Red Deer on board with national climate change plan

The City of Red Deer is participating in a climate change plan involving 13 other communities nationwide.

The City of Red Deer is participating in a climate change plan involving 13 other communities nationwide.

Since early January, the city has been working on the Climate Change Mitigation and Adaptation Plan with the help of the Canadian branch of International Council for Local Environmental Initiatives, or ICLEI.

This international association, made up of local governments and their associations, is committed to sustainable development and that includes ways to improve the environment.

ICLEI sought 14 communities for its pilot program. Its aim: develop a concrete plan for climate change by early 2013.

During that time, ICLEI provides training, webinars, and networking with fellow participants and municipal climate change experts.

Red Deer is one of only two Prairie region communities participating — the other being Calgary.

The other 12 communities include Iqaluit, Vancouver, Windsor and New Glasgow, N.S.

On Monday, city council approved a key step in the process, this being the five milestones for the plan to go forward.

The milestones are: initiate an adaptation effort; research climate change impacts; create an adaptation plan; develop an implementation strategy for the plan; and commit to monitor and review the plan.

Councillor Paul Harris was enthused with the plan because he said it’s important that Red Deer do its part.

“I don’t think most people understand what is going on,” Harris said. “Maybe this will raise awareness in our own communities.”

He’s particularly troubled with the vast numbers of environmental refugees, or those displaced as a result of environmental problems such as drought, soil erosion, desertification and deforestation.

The international body known as Climate Institute reports that 3.3 million people will be displaced by 2070 from flooding and inundation of settlements in low-lying areas in Indonesia. Jakarta, where excessive pumping of ground water has caused the land to subside alarmingly, is at particular risk, with the prospect of more than a one-metre sea level rise by 2070.

One thing the Red Deer project will do is help the city collect data about the manner in which people and ecosystems will cope and adjust to predicted changes, although the full impacts of climate change remain uncertain.

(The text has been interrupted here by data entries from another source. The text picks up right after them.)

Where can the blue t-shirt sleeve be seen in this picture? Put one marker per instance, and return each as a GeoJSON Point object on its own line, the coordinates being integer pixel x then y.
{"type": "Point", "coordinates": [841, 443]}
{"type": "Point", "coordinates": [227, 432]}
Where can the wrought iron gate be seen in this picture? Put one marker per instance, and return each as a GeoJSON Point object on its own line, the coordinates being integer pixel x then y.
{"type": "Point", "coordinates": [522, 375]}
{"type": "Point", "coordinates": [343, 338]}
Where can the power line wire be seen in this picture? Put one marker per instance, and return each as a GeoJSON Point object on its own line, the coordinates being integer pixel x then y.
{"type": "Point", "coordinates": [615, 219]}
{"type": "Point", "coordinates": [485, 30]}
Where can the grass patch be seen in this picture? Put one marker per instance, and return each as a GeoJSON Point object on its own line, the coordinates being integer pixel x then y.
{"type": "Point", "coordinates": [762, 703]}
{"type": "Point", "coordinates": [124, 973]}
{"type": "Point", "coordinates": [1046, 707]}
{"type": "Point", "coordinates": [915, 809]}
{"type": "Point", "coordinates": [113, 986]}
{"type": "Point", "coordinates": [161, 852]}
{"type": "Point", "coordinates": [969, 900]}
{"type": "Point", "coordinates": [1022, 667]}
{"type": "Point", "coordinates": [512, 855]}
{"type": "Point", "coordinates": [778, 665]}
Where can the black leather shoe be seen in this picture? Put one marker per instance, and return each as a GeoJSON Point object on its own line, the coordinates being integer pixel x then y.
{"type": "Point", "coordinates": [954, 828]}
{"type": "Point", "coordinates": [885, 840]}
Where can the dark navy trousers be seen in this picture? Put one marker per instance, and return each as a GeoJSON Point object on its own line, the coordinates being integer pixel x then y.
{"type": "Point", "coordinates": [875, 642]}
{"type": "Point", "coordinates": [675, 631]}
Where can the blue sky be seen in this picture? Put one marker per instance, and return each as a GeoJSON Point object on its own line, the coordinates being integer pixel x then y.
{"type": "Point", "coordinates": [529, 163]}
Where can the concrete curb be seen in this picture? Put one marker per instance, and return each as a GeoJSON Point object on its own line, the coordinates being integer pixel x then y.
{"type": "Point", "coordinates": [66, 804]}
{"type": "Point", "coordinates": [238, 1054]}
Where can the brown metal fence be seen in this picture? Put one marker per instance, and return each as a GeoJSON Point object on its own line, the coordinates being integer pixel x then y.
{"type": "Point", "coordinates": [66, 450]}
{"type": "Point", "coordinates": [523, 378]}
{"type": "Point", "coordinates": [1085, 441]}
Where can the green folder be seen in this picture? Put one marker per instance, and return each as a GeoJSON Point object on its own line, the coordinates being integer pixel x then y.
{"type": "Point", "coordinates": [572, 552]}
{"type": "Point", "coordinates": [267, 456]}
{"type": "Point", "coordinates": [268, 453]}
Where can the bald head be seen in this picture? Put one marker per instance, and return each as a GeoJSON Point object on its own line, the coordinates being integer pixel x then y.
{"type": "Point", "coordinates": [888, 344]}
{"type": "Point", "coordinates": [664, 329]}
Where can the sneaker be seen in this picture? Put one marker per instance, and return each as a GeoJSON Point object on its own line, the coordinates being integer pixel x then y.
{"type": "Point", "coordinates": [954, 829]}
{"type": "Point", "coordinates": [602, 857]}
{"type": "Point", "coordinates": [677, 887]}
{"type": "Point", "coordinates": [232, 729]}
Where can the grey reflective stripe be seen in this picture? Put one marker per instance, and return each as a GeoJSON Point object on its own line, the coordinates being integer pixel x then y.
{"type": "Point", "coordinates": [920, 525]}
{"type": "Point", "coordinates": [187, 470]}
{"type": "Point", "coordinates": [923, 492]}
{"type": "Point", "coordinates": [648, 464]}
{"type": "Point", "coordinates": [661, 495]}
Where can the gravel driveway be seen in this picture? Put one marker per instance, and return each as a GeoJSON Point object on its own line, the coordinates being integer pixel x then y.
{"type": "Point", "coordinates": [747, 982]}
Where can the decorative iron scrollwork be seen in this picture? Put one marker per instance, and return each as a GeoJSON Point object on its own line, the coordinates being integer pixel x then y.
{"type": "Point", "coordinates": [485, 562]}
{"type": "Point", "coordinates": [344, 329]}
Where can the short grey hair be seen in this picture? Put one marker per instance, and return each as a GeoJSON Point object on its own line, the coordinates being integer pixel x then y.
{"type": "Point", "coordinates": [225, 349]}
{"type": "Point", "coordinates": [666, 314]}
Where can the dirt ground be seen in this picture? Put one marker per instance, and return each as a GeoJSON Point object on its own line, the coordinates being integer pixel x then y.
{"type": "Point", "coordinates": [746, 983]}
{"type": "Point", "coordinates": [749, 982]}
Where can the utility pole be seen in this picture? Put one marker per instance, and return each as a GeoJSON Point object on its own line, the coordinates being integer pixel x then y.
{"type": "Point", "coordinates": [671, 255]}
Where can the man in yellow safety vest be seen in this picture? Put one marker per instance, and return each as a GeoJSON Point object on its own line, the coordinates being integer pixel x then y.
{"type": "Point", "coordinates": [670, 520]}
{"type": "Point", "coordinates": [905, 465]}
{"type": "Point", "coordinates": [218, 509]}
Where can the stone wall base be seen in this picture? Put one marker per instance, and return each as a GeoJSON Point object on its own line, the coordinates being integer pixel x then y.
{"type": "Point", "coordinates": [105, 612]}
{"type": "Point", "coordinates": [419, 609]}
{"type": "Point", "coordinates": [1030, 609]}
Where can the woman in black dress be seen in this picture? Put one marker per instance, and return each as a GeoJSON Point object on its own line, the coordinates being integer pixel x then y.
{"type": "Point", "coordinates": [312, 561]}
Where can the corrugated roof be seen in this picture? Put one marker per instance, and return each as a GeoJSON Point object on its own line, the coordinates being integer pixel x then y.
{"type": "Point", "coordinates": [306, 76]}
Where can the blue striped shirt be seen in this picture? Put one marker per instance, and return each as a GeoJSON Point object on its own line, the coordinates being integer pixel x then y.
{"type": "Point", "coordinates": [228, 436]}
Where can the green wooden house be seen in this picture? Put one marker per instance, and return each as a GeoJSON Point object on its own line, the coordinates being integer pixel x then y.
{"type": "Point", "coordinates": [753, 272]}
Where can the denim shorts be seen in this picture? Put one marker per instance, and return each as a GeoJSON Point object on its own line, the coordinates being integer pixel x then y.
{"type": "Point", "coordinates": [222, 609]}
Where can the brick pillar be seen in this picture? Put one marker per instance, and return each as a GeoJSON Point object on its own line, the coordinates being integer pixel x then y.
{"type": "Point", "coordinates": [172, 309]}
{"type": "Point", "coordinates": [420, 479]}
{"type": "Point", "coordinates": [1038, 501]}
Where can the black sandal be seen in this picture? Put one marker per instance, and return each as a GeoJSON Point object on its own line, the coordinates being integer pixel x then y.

This climate change plan of Red Deer’s is part of the Environmental Master Plan, which was approved earlier this year as a way for the city to develop specific actions over the next 25 years in areas like water and air.

Nancy Hackett, environmental initiatives supervisor with the city, said the fee for joining the ICLEI initiative runs about $10,000, which has been paid by the city in 2011. The cost includes research and training provided by ICLEI.

Development Services director Paul Goranson said this climate change plan will help the city address worldwide climate change and how it’s going to impact Red Deer.

“It could affect the things that we plant in our parks,” Goranson said. “If our climate substantially changes, it may change how we do a lot of things as far as programs and what we provide.”

And since air quality and other issues don’t have municipal borders, Mayor Morris Flewwelling suggested that Red Deer share what it’s learning with other communities in Central Alberta.